Voilà plus de vingt ans que Paris n’avait pas applaudi Cecilia Bartoli dans un opéra (la dernière fois, c’était Le Nozze di Figaro à La Bastille ; elle interprétait le rôle de Cherubino). La joie des retrouvailles est à la mesure de l’attente. Dès son duo avec Emilia, le premier numéro de sa partition qui d’habitude laisse le public de marbre, les applaudissements crépitent. Un bravo tonitruant accueille l’air du saule, au mépris de la continuité dramatique de ce troisième acte d’Otello, si moderne par son écriture*. Lors des saluts, un bouquet de fleurs lancé du premier balcon d’une main trop faible atterrit dans la fosse. Le succès est au rendez-vous. Il est justifié, ne serait-ce que par la fougue avec laquelle la cantatrice romaine empoigne sa Desdemona, comme si elle voulait tordre le cou à ceux qui expliquent la rareté de ses apparitions scéniques par un défaut de tempérament dramatique. Cecilia Bartoli n’est pas seulement une bête de récital, qu’on se le dise, elle est aussi une chanteuse d’opéra. Au point même que la voix a parfois du mal à répondre à cet excès d’engagement. Le son s’amincit dangereusement, le grave suffoque mais l’aigu ne baisse jamais la garde et le fil ne rompt pas. Le deuxième acte se conclut par un tourbillon étourdissant de notes mais c’est dans les passages les moins agités que le chant impressionne le plus. L’air du saule bien sûr, cette douloureuse prière que Cecilia Bartoli semble vivre intimement représente une expérience lyrique à marquer d’une pierre blanche.

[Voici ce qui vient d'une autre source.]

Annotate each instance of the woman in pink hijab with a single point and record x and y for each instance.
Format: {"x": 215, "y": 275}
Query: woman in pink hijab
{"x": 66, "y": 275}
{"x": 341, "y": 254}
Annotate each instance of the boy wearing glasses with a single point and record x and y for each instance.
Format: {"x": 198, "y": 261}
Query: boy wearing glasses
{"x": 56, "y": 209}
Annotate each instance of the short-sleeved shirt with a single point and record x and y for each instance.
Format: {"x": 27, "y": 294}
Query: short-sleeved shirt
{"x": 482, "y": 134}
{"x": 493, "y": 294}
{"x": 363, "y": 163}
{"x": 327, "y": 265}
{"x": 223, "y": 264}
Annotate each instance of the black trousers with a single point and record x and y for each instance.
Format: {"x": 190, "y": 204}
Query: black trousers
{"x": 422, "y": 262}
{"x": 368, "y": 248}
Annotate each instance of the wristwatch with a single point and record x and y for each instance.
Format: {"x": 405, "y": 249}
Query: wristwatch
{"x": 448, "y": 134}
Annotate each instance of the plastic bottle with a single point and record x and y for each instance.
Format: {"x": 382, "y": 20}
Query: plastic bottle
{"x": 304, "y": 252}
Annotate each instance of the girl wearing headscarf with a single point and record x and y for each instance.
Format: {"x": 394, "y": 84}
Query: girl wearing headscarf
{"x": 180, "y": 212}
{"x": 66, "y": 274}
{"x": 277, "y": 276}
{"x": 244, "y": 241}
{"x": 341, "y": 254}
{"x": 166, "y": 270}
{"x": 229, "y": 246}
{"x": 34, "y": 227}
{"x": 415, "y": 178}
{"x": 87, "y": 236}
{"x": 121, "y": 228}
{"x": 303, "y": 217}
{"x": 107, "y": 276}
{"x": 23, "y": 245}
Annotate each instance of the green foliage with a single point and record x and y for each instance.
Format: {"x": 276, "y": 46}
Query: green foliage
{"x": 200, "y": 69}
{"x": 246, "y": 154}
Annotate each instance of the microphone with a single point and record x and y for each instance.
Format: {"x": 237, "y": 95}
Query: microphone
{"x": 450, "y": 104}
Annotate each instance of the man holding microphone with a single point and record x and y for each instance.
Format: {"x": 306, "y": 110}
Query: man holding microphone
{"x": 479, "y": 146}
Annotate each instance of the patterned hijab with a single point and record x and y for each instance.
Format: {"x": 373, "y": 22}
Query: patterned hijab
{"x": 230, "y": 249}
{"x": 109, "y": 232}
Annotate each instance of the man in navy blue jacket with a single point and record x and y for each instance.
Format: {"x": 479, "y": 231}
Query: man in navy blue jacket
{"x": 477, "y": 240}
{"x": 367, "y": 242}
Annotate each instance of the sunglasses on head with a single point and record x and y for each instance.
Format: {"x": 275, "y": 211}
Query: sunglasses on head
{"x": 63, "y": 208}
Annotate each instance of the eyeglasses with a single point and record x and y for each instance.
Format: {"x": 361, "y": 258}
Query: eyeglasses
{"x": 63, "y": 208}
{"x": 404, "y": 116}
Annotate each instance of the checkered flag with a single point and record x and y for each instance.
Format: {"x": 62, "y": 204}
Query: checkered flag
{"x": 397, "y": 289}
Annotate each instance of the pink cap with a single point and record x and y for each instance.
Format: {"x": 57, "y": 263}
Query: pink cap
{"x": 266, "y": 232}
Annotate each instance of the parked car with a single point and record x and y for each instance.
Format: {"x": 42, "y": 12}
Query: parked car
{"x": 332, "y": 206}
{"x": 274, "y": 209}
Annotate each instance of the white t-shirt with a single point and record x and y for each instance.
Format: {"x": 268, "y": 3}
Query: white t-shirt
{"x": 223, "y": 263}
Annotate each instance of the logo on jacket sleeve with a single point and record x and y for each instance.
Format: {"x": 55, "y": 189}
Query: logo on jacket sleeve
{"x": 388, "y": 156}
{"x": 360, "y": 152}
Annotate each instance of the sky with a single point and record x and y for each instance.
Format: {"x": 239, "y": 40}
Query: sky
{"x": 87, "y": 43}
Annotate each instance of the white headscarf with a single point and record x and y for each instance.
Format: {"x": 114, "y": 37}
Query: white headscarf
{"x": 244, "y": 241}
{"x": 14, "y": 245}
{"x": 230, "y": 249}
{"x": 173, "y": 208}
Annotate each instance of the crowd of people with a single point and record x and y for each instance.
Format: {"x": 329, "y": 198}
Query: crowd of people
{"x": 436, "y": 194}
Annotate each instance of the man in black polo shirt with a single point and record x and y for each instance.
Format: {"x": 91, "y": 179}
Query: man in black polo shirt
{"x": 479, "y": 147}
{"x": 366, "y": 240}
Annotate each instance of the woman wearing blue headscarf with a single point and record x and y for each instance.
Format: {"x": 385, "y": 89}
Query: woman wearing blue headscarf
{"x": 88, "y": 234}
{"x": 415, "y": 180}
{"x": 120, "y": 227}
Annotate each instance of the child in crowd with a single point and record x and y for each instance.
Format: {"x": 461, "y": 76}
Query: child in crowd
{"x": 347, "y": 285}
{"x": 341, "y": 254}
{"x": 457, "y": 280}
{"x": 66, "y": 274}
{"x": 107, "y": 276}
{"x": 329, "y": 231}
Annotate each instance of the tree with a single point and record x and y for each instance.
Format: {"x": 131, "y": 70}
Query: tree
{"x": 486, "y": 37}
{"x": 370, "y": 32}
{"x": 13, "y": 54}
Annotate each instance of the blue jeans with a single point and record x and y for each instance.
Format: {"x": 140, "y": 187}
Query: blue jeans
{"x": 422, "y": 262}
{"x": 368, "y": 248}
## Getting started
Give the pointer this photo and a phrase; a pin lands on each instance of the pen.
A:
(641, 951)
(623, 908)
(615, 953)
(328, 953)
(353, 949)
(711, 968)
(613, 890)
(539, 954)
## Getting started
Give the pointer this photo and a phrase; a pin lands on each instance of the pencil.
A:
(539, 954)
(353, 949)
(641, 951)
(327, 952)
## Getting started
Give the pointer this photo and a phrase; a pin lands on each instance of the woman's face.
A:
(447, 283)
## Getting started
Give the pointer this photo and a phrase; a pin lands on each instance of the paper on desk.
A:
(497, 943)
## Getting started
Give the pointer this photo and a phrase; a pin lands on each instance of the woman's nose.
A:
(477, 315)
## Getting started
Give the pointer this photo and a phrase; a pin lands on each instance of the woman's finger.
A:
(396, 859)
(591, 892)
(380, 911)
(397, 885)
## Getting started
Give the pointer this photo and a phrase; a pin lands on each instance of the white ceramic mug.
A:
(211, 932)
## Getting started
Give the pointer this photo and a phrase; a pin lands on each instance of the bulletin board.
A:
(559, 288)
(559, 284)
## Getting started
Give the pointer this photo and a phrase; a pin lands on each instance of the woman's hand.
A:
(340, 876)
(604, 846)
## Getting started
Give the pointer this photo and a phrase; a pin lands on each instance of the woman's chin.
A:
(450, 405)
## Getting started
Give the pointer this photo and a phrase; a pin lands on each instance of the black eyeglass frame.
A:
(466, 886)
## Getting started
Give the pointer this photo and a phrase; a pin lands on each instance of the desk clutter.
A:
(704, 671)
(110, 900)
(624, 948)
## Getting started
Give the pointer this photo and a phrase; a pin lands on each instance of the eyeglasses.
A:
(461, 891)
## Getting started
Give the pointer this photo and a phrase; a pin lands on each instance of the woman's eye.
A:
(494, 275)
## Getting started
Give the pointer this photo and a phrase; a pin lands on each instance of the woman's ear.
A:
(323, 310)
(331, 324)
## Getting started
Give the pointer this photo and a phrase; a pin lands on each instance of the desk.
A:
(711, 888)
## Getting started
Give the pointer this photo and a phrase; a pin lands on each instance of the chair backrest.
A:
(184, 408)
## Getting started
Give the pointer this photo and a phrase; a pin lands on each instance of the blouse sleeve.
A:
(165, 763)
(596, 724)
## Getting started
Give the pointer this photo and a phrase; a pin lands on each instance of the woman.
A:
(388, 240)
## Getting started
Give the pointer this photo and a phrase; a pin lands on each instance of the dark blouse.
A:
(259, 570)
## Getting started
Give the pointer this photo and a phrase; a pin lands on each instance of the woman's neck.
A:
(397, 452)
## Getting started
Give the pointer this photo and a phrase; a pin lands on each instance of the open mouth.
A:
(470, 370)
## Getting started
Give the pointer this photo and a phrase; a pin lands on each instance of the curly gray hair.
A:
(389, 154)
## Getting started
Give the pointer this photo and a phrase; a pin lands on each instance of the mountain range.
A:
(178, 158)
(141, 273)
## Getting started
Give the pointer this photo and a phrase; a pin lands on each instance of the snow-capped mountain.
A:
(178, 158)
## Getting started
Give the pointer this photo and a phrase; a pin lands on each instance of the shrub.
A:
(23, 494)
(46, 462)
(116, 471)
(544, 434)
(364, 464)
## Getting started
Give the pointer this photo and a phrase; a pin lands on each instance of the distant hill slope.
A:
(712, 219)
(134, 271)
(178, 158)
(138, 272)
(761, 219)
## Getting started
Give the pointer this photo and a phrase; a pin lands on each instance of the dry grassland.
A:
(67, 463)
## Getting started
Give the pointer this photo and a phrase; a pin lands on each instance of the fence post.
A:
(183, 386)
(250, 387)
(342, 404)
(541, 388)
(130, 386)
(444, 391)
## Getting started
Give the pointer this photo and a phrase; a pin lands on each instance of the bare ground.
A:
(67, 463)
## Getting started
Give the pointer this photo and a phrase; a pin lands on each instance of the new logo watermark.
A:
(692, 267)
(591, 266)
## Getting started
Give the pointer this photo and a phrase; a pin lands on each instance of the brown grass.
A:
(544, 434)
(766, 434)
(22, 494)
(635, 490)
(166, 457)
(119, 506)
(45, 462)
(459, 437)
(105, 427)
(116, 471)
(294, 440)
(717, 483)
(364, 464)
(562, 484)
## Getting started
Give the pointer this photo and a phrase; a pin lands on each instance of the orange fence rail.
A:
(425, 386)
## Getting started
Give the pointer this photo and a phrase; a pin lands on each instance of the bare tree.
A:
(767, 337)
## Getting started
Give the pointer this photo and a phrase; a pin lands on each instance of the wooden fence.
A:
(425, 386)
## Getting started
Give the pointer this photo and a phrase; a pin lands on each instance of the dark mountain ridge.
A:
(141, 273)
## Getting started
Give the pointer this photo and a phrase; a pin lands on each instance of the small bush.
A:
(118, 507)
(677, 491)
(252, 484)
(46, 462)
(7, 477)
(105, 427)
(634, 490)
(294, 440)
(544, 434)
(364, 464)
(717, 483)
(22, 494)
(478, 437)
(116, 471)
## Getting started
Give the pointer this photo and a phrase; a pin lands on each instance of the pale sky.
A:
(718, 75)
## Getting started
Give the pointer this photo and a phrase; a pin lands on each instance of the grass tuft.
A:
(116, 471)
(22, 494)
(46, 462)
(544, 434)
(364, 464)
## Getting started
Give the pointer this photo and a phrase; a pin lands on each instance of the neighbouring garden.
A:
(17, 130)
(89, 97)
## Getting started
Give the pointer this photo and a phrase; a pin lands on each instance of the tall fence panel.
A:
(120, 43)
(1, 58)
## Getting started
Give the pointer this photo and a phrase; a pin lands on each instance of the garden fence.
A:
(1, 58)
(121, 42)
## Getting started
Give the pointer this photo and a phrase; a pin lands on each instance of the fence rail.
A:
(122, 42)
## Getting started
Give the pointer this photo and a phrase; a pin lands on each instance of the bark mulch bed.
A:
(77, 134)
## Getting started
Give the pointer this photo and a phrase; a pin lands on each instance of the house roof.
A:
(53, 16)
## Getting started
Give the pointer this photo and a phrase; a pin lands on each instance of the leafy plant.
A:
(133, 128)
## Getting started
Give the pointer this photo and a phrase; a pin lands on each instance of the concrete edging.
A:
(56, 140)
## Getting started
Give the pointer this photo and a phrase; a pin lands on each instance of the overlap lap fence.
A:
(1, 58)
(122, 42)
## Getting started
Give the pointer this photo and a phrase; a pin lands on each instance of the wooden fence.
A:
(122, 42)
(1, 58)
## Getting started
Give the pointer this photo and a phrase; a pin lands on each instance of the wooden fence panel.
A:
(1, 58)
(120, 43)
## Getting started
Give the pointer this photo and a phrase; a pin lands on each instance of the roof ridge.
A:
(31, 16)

De là à oublier qu’Otello est un opéra de ténors avec pas moins de six rôles réservés à ce type de voix, il n’y a qu’un pas qu’Edgardo Rocha nous empêche de franchir. Révélation de la soirée, ce jeune chanteur originaire d’Uruguay réussit à venir à bout de toutes les épreuves auxquelles Rossini soumet Rodrigo, l’air du 2e acte éblouissant de virtuosité n’étant pas la moindre. Qui plus est, le timbre est séduisant, la projection supérieure et la présence animale. L’Otello de John Osborn n’en parait que plus pâle, malgré une indéniable vaillance et quelques variations couronnées d’aigus audacieux. C’est qu’il faut, pour rendre justice au maure rossinien, un vrai baritenore avec tout ce que cela suppose de bronze, de puissance et de force d’expression. Tout comme Iago voudrait une voix plus sombre que celle de Barry Banks, si rompu soit-il aux coloratures héroïques. Le reste de la distribution est de haut niveau avec notamment l’Elmiro orgueilleux du seul baryton de l’histoire, Peter Kálmán.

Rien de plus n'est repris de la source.